Configurações e Hooks

Uma vez que já temos os dois repositórios, temos que configurar o repo “hub” como um repositório remoto do que está publicado. Isso é simples. É só editar o arquivo em /var/www/projeto/.git/config para conter as informações abaixo.

[cc lang=’bash’ ][remote “hub”]
url = /var/git/projeto.git
fetch = +refs/heads/*:refs/remotes/hub/*[/cc]

Agora que os repos estão relacionados, precisamos configurar os hooks para que toda vez que um alteração seja enviada para o “hub” ela seja replicada para o repositório publicado. Os hooks do “hub” ficam armazenados em /var/git/projeto.git/hooks. O hook que vamos adicionar deve ser criado em um arquivo chamado post-update. Esse arquivo deve conter o seguinte código.

[cc lang=’bash’ ]

#!/bin/sh

echo
echo “**** Enviando as alteracoes [Hub’s post-update hook]”
echo

cd /var/www/projeto || exit
unset GIT_DIR
git pull hub master

exec git-update-server-info

[/cc]

Cada linha é importante, por isso faça o mí­nimo de alterações possí­veis neste arquivo, ok? AH! Garanta que esse arquivo seja executável usando o comando abaixo.

[cc lang=’bash’ ]$ chmod +x /var/git/projeto.git/hooks/post-update[/cc]

Todas as alterações que precisam ser feitas no servidor já estão no ar.
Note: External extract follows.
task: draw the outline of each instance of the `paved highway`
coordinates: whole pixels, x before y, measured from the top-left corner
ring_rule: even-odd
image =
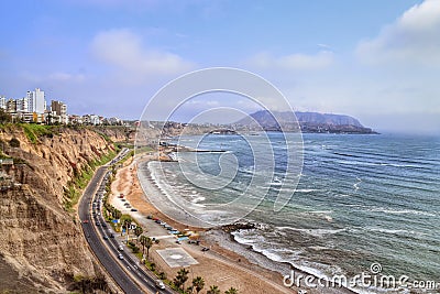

Tudo o que fizermos daqui pra frente será na estação de trabalho. Moleza, hein?

Clonando e fazendo o push nas estações de trabalho

O próximo passo, que deve ser executado na sua estação de trabalho, onde você está codificando. O que precisamos fazer agora é clonar o conteúdo do repo “hub” para sua máquina.

A forma que eu estou usando para clonar é através do SSH. É a forma mais tradicional e bastante segura de usar o Git. Sempre que puder, use-a.

[cc lang=’bash’ ]$ git clone oscarnogueira@servidor:/var/git/projeto.git projeto[/cc]

Do ponto de vista do Git, quando você estiver em sua estação de trabalho, o servidor de onde você clonou o repositório é chamado de origin e a sua máquina o master, portanto, se quiser enviar novos código para o servidor basta fazer para o repo origin do conteúdo do master.

[cc lang=’bash’ ]$ git push origin master[/cc]

É só isso!

Para implementar essa solução e escrever este artigo levei como base o texto do Dan Barber.

Adeus.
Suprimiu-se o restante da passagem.